Thursday, 22 March 2018

Before & After: A Brooklyn Apartment Gets A Vintage-Inspired Overhaul

Entrusting an interior designer to interpret your own personal style, and then translate it throughout the walls of your home, isn’t always the easiest surrender of control. And for those with endless creativity and inspiration springing from their life’s work and surroundings, that personal style can become even more nuanced, more difficult to convey, let alone execute at the hands of someone who is not yourself.

For Nicki Pombier Berger — an oral historian, educator and artist — articulating her vision for a full-apartment renovation in Brooklyn’s Park Slope to designer Elizabeth Mercer Aurandt first included talking at length about the project at hand. For Elizabeth to fully understand the inner workings of Nicki’s brain and the type of space that would feed her clever idea tank, she, as Nicki says, “internalized and metabolized” her ideas to bring them to life. After this gathering of ideas, Nicki says, “[Elizabeth] gives back a portrait of myself that I wouldn’t be able to come up with on my own.” Aside from the aesthetics of the home, it needed to be welcoming and functional for Nicki’s two sons, aged 5 and 13, one of whom has multiple disabilities.

Elizabeth, who grew up immersed in the arts — from performing music to studying visual arts to jewelry design — was up to the task of executing the needs of Nicki and her family, and used nature to greatly inform the apartment’s design. “I had gone camping on and around Lake Superior with my family while I was working on this project,” Elizabeth recalls. “As we were walking different parts I took note. There was the beach and that became the kitchen and the dark stones became the bathroom. The deep woods were a reflective place and that was the study. There were also lots of wildflowers and that was translated to the bedroom. Nicki goes to some of the areas [where] we were with her family, and I knew those were places she really loved, so it was a good place to pull from.”
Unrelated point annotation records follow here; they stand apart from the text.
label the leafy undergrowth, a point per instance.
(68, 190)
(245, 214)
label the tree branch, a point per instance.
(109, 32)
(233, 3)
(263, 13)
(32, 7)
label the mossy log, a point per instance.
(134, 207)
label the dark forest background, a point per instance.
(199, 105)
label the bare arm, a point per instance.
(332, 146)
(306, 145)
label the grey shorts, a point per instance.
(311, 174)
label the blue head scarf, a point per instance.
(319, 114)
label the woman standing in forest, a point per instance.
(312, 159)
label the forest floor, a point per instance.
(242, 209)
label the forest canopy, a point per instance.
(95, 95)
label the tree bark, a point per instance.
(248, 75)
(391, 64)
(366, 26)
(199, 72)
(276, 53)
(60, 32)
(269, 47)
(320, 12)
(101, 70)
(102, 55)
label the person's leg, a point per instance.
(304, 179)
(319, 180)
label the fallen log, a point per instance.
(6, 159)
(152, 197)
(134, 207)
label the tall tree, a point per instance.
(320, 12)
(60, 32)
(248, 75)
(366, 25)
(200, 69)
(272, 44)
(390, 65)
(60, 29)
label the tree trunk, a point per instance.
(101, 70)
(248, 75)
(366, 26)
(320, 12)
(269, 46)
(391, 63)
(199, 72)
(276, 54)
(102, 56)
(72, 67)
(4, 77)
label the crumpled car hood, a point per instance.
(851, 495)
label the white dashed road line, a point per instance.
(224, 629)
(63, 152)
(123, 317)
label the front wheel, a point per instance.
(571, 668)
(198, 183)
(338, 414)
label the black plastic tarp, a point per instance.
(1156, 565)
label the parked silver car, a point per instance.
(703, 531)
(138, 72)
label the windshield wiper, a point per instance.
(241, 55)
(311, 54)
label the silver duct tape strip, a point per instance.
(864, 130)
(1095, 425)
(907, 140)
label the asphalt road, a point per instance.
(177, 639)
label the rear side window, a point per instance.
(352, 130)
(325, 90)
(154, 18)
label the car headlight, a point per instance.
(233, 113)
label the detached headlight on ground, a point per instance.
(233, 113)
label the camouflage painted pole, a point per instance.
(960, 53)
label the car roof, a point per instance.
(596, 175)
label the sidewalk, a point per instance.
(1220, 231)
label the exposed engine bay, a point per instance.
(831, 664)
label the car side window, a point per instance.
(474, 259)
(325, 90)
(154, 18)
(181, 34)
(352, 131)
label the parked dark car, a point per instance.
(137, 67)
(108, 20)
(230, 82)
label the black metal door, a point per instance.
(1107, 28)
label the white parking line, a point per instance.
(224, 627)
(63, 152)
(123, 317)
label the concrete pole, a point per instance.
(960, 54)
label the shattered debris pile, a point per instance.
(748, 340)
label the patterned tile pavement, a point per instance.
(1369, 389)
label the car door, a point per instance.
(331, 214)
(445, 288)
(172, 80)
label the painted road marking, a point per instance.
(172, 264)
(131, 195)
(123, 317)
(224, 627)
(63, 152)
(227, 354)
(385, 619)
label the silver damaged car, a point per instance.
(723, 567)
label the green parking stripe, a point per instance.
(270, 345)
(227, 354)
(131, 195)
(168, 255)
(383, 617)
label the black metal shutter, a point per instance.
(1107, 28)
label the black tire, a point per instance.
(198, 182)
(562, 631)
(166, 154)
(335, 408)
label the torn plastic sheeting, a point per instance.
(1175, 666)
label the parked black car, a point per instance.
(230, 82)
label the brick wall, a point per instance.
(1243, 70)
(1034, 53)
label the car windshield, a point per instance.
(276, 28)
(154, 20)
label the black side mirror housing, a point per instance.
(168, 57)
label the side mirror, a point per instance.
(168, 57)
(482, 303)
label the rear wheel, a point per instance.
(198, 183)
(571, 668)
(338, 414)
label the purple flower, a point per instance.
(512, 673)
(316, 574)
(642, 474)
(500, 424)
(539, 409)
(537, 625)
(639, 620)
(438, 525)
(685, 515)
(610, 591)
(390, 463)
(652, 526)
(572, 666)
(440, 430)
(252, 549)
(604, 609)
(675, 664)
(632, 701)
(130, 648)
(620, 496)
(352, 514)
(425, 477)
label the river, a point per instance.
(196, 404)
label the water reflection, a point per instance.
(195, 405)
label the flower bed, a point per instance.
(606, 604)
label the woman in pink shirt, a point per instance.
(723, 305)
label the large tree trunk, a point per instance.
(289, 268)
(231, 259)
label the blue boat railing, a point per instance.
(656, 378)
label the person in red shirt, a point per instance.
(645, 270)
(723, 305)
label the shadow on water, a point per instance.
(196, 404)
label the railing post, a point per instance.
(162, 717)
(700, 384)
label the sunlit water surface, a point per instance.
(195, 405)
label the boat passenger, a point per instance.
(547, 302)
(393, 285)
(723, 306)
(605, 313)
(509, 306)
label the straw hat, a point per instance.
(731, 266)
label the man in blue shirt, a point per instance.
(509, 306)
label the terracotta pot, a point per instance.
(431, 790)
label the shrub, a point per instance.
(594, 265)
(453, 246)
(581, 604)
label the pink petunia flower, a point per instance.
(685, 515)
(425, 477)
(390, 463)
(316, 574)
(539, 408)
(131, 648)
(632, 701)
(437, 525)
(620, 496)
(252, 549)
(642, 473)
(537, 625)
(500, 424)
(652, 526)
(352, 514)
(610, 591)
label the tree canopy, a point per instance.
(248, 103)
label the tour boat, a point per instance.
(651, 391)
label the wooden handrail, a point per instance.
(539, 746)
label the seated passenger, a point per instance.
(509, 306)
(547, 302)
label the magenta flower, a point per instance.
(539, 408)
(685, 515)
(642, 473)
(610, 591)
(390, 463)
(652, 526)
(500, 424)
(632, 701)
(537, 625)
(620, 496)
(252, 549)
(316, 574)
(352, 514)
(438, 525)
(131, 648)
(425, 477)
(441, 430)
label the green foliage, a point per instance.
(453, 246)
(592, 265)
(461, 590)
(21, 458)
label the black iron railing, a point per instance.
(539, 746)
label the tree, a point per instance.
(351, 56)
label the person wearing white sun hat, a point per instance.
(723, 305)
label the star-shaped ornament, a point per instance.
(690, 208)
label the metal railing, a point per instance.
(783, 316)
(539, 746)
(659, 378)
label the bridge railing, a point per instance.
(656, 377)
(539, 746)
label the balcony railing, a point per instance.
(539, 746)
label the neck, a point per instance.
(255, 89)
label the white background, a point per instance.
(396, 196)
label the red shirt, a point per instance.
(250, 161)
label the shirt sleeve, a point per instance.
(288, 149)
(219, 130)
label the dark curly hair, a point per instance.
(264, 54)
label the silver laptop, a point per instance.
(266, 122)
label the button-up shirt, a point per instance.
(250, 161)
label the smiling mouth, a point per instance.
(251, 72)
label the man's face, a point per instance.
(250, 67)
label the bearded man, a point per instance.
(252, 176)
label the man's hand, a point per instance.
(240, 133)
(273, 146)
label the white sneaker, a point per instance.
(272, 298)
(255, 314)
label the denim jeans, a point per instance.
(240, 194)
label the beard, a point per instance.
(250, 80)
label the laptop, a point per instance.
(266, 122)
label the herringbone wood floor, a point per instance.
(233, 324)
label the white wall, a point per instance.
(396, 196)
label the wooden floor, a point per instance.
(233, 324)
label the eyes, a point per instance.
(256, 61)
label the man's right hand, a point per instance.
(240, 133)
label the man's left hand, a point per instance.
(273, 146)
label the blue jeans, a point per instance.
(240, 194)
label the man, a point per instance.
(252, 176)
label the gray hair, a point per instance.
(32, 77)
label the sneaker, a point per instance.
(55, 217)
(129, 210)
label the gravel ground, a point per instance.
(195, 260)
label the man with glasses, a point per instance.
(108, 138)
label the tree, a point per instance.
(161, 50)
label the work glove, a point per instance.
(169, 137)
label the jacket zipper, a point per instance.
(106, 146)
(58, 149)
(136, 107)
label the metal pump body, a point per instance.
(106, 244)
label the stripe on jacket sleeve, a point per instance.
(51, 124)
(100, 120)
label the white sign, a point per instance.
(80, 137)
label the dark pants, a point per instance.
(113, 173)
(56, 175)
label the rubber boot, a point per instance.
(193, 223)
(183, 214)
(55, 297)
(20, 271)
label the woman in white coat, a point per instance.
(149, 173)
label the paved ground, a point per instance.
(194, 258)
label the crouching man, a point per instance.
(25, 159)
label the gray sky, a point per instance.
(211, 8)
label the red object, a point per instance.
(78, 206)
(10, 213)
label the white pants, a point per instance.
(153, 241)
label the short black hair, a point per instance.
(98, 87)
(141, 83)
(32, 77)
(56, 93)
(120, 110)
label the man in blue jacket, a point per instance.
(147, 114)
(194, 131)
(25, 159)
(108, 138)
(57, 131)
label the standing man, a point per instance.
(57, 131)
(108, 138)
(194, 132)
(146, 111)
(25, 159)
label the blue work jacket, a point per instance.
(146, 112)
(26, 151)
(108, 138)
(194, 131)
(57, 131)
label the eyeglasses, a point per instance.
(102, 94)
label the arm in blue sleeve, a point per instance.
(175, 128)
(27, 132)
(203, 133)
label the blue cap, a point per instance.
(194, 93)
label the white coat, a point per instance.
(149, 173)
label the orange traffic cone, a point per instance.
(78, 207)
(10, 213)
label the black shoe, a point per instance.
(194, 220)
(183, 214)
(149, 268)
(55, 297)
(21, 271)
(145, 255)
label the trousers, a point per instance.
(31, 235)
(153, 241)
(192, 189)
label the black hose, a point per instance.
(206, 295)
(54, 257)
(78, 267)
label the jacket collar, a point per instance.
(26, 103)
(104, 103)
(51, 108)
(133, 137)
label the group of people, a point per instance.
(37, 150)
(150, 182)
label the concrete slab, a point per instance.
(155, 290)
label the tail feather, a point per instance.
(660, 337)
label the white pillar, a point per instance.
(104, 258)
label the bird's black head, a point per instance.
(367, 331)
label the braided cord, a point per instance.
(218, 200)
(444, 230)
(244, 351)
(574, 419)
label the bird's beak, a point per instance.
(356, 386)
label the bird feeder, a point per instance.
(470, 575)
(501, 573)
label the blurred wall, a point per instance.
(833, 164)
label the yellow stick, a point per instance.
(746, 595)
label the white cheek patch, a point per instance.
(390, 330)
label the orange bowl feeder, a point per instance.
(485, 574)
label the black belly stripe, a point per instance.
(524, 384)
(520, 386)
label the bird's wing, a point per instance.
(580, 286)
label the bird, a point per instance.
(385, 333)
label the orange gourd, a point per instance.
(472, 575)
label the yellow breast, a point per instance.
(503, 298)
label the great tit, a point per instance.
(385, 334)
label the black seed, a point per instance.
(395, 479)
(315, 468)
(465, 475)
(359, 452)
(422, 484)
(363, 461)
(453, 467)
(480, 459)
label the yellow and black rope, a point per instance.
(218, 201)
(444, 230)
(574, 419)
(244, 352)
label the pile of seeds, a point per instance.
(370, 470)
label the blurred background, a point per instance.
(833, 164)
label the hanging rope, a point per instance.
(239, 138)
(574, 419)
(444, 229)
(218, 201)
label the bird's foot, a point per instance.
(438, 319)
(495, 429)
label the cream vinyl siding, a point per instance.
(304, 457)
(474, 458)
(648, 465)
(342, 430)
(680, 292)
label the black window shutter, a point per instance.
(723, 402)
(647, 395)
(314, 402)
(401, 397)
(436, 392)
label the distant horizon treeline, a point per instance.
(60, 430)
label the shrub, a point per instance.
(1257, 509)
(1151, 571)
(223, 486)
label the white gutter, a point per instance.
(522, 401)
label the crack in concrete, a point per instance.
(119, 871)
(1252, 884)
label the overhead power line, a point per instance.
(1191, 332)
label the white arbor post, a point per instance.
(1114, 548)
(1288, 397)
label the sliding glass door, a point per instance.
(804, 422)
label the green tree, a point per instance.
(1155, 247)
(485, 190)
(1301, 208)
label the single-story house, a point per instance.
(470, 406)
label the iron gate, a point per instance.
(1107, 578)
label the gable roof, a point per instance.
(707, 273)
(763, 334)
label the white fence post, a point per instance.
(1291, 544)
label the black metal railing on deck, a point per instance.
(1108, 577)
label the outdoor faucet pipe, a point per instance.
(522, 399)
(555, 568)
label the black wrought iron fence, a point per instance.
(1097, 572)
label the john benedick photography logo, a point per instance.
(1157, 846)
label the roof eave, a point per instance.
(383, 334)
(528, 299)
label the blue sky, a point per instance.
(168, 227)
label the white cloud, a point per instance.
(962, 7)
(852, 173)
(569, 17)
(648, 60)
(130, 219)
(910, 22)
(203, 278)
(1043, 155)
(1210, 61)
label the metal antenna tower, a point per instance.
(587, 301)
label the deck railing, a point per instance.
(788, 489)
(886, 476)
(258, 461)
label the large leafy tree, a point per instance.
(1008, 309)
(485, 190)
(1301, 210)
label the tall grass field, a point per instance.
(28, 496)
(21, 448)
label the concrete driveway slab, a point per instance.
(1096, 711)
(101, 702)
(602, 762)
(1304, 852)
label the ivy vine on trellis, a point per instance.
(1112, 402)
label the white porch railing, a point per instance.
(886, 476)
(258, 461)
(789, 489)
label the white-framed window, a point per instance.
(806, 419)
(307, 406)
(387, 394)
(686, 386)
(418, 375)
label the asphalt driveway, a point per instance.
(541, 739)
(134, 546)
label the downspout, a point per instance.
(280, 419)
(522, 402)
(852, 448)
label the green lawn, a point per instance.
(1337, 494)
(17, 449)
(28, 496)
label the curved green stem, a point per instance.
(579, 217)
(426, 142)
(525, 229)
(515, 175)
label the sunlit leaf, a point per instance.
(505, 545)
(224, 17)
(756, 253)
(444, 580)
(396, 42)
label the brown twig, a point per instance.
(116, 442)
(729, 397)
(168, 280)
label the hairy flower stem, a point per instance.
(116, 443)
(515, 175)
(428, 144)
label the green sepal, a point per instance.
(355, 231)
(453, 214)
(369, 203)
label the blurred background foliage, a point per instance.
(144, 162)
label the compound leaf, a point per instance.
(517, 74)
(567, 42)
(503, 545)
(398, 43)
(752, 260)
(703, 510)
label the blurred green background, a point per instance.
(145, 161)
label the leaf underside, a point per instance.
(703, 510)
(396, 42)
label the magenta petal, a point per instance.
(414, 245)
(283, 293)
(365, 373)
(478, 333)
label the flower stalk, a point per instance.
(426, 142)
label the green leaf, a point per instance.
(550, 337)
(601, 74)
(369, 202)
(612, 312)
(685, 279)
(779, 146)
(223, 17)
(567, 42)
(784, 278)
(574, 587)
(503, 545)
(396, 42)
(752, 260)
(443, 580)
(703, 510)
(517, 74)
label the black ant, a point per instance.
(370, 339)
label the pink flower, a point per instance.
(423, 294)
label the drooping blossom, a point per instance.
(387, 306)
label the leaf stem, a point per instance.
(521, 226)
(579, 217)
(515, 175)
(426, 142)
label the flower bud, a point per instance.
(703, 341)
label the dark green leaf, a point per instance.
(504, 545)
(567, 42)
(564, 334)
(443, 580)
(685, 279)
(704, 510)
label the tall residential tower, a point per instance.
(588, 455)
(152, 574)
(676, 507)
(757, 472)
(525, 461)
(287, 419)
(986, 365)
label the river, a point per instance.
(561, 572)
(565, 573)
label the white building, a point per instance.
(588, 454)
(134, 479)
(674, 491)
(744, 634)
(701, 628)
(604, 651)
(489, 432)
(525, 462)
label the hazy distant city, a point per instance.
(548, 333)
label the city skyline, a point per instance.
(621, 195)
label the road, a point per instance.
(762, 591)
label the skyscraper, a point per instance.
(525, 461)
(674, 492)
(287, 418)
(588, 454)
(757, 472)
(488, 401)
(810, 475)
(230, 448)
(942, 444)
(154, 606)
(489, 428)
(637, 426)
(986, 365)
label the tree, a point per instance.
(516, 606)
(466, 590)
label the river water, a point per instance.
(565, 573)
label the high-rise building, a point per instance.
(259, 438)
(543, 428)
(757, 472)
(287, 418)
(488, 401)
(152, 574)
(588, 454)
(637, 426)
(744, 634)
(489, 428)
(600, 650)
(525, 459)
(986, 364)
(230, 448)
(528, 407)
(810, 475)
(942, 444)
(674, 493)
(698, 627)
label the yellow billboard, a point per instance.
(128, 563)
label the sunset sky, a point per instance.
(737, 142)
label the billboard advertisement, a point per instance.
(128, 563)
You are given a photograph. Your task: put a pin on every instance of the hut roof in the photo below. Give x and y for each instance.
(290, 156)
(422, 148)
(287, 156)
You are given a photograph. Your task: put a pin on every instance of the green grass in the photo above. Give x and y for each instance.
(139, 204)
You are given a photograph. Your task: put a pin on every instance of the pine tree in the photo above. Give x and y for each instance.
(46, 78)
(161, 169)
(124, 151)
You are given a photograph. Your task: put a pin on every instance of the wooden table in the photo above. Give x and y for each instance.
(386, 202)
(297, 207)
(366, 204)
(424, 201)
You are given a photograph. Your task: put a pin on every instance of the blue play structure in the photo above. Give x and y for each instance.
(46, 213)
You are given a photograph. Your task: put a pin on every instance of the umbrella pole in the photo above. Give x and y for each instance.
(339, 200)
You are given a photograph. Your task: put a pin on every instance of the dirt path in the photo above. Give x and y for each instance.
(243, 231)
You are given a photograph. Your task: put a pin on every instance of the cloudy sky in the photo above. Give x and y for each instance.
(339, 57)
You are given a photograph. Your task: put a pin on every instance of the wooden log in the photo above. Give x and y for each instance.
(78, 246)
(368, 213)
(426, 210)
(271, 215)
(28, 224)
A rental for over 20 years, the apartment was in need of several updates before aesthetics came into play. “When we opened different areas up there were crumbling exterior walls, plumbing issues — we had to get things up to code,” Elizabeth shares. “Lots of repair work came before the pretty stuff.” Repairs led the way for a full kitchen redesign that involved preserving existing wood flooring and incorporating a hutch that was original to the building. Trim paint, custom shelving and interesting artwork were features added to Nicki’s study, and her bathroom’s original cast iron tub was refinished to maintain the space’s character.

In Nicki’s bedroom, the greatest surprise to her of all is a bold wallpaper she chose that’s a departure from the rest of her apartment’s neutral palette. Her selection of this pattern was a result of honing in on what she was instantly drawn to, not unlike how Elizabeth deeply pinpointed what she perceived to be Nicki’s greatest needs for her apartment. “It is reflecting back to myself everything about my life,” Nicki says. “It shows back to me the things that I love. For me that is important because, in addition to being a mother, I draw a lot of meaning out of the work that I do and the people I engage with in the world. To have my home be a surface for that is validating on a daily basis.” —Kelli

Photography by Emily Gilbert / @emilygilbertphoto

Image above: Before Elizabeth redesigned the kitchen, it was dark and lacking proper storage. Reconfiguring the space — including the sink and range placement — opened up new cabinet opportunities to improve functionality while elevating the room’s overall design.